Yanına gittiğimde bana öyle bir sarılmıştı ki o yaşta bir çocuğun kalbi ne kadar hızlanabilirse o kadar kontrolü kaybetmişti kalbim.

Hâlâ anımsıyordum o günkü çocuksu heyecanımı.

Şimdi ne kadar zaman olduğunu tam olarak hatırlamasamda uzunca gelen bir süre kadar orada oturup sadece ağlamıştı. Gözünde yaş bitene kadar sessizce durmuştuk, sonra konuşabildiğinde "Babam öldü," demişti. "Babam öldü Emir, ben şimdi ne yapacağım?"

Ölüm kavramıyla ilk kez o zaman tanıştım desem yeriydi. Hep anne babasının neden yanında olmadığının sorularını arayan bir çocuktum ve Helin'in babasının hayatını kaybetmesi bana acaba benim de ailem öldü mü diye düşündürtmüştü.
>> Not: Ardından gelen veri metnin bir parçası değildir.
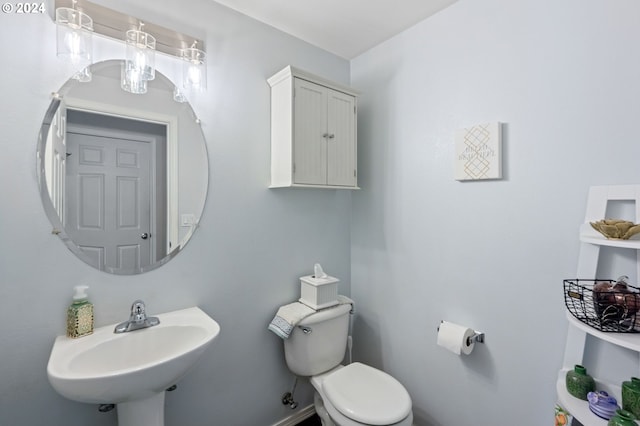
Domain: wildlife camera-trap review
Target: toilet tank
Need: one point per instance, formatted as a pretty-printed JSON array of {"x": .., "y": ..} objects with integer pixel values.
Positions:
[{"x": 323, "y": 347}]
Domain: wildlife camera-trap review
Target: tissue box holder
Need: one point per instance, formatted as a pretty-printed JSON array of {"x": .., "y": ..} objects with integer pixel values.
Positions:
[{"x": 319, "y": 293}]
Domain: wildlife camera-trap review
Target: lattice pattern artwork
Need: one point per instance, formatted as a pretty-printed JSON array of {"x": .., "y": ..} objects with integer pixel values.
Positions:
[{"x": 478, "y": 152}]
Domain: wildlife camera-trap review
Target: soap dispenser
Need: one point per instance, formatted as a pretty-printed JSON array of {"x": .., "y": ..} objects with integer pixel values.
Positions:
[{"x": 80, "y": 314}]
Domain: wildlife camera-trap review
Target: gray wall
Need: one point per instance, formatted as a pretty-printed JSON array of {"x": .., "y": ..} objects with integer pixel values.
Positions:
[
  {"x": 243, "y": 262},
  {"x": 564, "y": 78}
]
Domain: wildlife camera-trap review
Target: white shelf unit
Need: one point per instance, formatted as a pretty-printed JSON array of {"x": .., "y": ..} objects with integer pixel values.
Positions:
[
  {"x": 313, "y": 132},
  {"x": 590, "y": 243}
]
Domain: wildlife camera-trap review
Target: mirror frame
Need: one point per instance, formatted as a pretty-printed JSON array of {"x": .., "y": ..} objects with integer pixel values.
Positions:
[{"x": 172, "y": 124}]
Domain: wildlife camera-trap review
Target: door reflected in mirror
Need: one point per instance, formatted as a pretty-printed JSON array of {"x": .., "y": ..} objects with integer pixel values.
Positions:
[{"x": 123, "y": 177}]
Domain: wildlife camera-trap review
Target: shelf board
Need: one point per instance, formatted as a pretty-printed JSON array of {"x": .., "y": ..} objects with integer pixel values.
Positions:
[
  {"x": 591, "y": 236},
  {"x": 626, "y": 340}
]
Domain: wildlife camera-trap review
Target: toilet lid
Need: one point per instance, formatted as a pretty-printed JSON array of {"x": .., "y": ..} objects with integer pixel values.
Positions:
[{"x": 367, "y": 395}]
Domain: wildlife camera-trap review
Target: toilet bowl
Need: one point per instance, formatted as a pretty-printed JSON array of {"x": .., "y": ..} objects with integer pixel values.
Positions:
[
  {"x": 358, "y": 395},
  {"x": 351, "y": 395}
]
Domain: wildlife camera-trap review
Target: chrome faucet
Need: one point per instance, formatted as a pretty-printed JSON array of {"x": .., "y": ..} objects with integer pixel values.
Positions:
[{"x": 137, "y": 320}]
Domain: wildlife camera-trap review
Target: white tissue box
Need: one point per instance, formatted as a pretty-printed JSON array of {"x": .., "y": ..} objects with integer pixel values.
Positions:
[{"x": 319, "y": 293}]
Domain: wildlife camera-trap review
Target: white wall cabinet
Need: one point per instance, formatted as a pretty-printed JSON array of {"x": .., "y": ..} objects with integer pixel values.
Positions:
[
  {"x": 313, "y": 132},
  {"x": 590, "y": 244}
]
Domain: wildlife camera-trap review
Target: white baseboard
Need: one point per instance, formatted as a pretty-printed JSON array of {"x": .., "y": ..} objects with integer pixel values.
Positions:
[{"x": 297, "y": 417}]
Keşke ölseydiler dediğim an ile ölmediklerini aslında bize bakamayacak kadar sorumsuz olduklarını anladığım an aynı zamanlardı.

Keşke ölseydilerde en azından kafamda çizdikleri anne baba profili bu denli acımasız olmasaydı demediğim tek bir zaman dilimi yoktu.

O günden sonra Helin'i bir daha hiç o kadar yıkılmış hâlde görmemiştim, görmemek içinden elimden geleni yapmıştım. Babasının ölümü onu derinden yaralamıştı ancak o daha o yaştayken güçlü durabilmeyi öğrenmişti.

Ona söz vermiştim, babanı aratmayacağım sana, demiştim. Bu zamana kadar bu sözümü tutmakta ne kadar başarılı oldum bilemiyordum fakat şu an bulunduğumuz duruma baktığımda, artık verdiğim sözü tutabileceğim bir yakınlığımız kalmamıştı.

Uzun süredir oturduğum bankta soğuktan kasılan bedenimi hareket ettirerek kendime gelmeye çalıştım. Öğle arasında kendimi bahçede bulmuştum, şimdi neredeyse ders başlayacaktı. Nasıl geçtiğini anlamadığım bir saat boyunca sadece düşünmüştüm. Normalde bir şeylerin üzerine kafa yormaktan nefret eden biriyken şu an bıraksalar saatlerce düşünebilirdim. Eskiden gamsız herifin tekiydim, Helin en çok bu huyumdan şikayet ederdi, şimdi neden aynısını yapamıyordum?